Norepinephrine Elicits β ₂ -Receptor–Mediated Dilation of Isolated Human Coronary Arterioles

Background — The exact role of adrenoceptors in norepinephrine (NE)-mediated regulation of the human coronary circulation has yet to be elucidated. Thus, the goals of this study were to characterize the adrenoceptors involved in the responses to NE in isolated human coronary arterioles and small arteries.

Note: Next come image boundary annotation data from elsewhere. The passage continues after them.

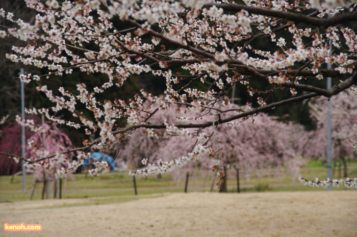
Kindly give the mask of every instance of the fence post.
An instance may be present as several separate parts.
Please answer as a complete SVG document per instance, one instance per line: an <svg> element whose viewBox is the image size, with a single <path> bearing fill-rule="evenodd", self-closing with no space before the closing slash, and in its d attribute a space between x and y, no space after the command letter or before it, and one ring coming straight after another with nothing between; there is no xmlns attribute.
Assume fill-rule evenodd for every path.
<svg viewBox="0 0 357 237"><path fill-rule="evenodd" d="M134 190L135 190L135 195L137 195L138 192L136 191L136 180L135 180L135 175L134 175L133 176L133 181L134 181Z"/></svg>
<svg viewBox="0 0 357 237"><path fill-rule="evenodd" d="M237 192L241 192L241 190L239 188L239 169L237 169Z"/></svg>
<svg viewBox="0 0 357 237"><path fill-rule="evenodd" d="M60 192L58 193L58 198L61 199L62 198L62 179L60 178Z"/></svg>
<svg viewBox="0 0 357 237"><path fill-rule="evenodd" d="M187 172L186 174L186 181L185 183L185 192L187 192L187 185L188 184L188 177L190 175L190 173Z"/></svg>

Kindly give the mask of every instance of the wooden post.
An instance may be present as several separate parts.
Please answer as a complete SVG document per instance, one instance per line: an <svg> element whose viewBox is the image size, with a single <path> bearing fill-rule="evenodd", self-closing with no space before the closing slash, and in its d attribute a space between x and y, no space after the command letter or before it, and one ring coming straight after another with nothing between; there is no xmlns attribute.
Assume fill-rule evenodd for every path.
<svg viewBox="0 0 357 237"><path fill-rule="evenodd" d="M58 192L58 198L61 199L62 198L62 179L60 178L60 189Z"/></svg>
<svg viewBox="0 0 357 237"><path fill-rule="evenodd" d="M137 195L138 192L136 191L136 180L135 180L135 175L134 175L133 176L133 181L134 181L134 190L135 191L135 195Z"/></svg>
<svg viewBox="0 0 357 237"><path fill-rule="evenodd" d="M186 181L185 183L185 192L187 193L187 185L188 184L188 177L190 175L190 173L187 172L186 174Z"/></svg>
<svg viewBox="0 0 357 237"><path fill-rule="evenodd" d="M34 185L34 188L32 190L32 193L31 193L31 197L30 198L30 200L32 200L32 198L34 197L34 194L35 193L35 190L36 189L36 186L37 185L37 179L35 181L35 184Z"/></svg>
<svg viewBox="0 0 357 237"><path fill-rule="evenodd" d="M237 169L237 192L241 192L241 190L239 189L239 169Z"/></svg>

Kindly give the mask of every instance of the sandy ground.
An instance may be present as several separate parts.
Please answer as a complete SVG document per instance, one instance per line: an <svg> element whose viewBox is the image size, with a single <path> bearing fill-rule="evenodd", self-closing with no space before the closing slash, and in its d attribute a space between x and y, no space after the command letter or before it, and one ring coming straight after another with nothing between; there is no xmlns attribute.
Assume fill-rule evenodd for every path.
<svg viewBox="0 0 357 237"><path fill-rule="evenodd" d="M0 221L41 231L1 236L357 236L355 191L191 193L66 207L83 199L0 203Z"/></svg>

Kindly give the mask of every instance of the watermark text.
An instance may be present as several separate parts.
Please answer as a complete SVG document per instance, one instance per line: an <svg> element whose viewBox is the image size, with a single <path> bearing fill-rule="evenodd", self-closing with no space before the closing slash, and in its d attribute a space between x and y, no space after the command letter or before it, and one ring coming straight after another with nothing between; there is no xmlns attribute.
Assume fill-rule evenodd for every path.
<svg viewBox="0 0 357 237"><path fill-rule="evenodd" d="M20 224L4 223L4 230L5 231L40 231L42 226L39 224L29 224L25 225Z"/></svg>

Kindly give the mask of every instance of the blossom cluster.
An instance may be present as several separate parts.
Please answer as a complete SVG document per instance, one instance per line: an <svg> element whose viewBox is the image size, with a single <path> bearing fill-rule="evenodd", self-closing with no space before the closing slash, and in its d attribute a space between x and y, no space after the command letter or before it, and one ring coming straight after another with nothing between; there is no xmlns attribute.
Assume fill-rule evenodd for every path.
<svg viewBox="0 0 357 237"><path fill-rule="evenodd" d="M301 176L300 176L299 177L299 180L303 183L304 185L308 185L309 186L313 187L323 187L326 188L329 185L332 185L335 187L339 187L340 185L341 185L349 189L357 189L357 178L354 178L353 179L346 178L344 180L342 179L340 180L338 180L337 179L332 180L327 178L327 180L323 181L319 180L319 179L316 178L315 181L313 181L307 180Z"/></svg>

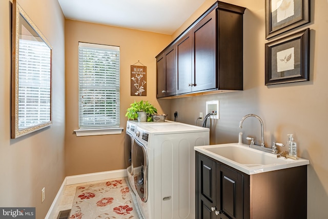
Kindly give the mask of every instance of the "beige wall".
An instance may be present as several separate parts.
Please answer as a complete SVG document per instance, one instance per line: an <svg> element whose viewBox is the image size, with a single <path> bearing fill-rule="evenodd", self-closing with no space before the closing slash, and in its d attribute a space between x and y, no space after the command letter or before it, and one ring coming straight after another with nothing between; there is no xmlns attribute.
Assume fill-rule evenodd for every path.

Methods and Results — Arterioles (n=39) and small arteries from the left ventricle of explanted human hearts were isolated and cannulated. Vessels from the hearts of 21 patients were studied: 15 males and 6 females, aged 0.5 to 63 years. Nineteen patients were considered to be New York Heart Association class 4. All hearts exhibited hypertrophy (190±20%). The passive diameter of arterioles was 167±8 μm (range 97 to 323 μm). NE (10 ⁻⁷ to 3×10 ^{− 7} mol/L) elicited concentration-dependent dilations (47±4 μm) that were unaffected by endothelium removal, N ^ω -nitro- l -arginine (10 ^{− 4} mol/L, an NO synthase inhibitor), or practolol (10 ⁻⁶ mol/L, a β ₁ -receptor blocker). However, administration of propranolol (10 ⁻⁵ mol/L, a combined β ₁ - and β ₂ -blocker) or butoxamine (10 ⁻⁶ mol/L, a β ₂ -receptor blocker) completely eliminated the NE-induced dilation. Constrictions to NE (2 of 39 vessels) were inhibited by prazosin (10 ⁻⁶ mol/L, an α ₁ -receptor blocker). Methoxamine (10 ^{− 9} to 10 ⁻⁵ mol/L, an α ₁ -agonist) had no effect, whereas U44619, a thromboxane mimetic, elicited dose-dependent constriction of vessels.

Conclusions — Our data indicate that isolated human coronary arterioles and small arteries dilate to NE via β ₂ -receptors on smooth muscle. These findings are important to our understanding of the mechanisms action of NE in the human coronary circulation.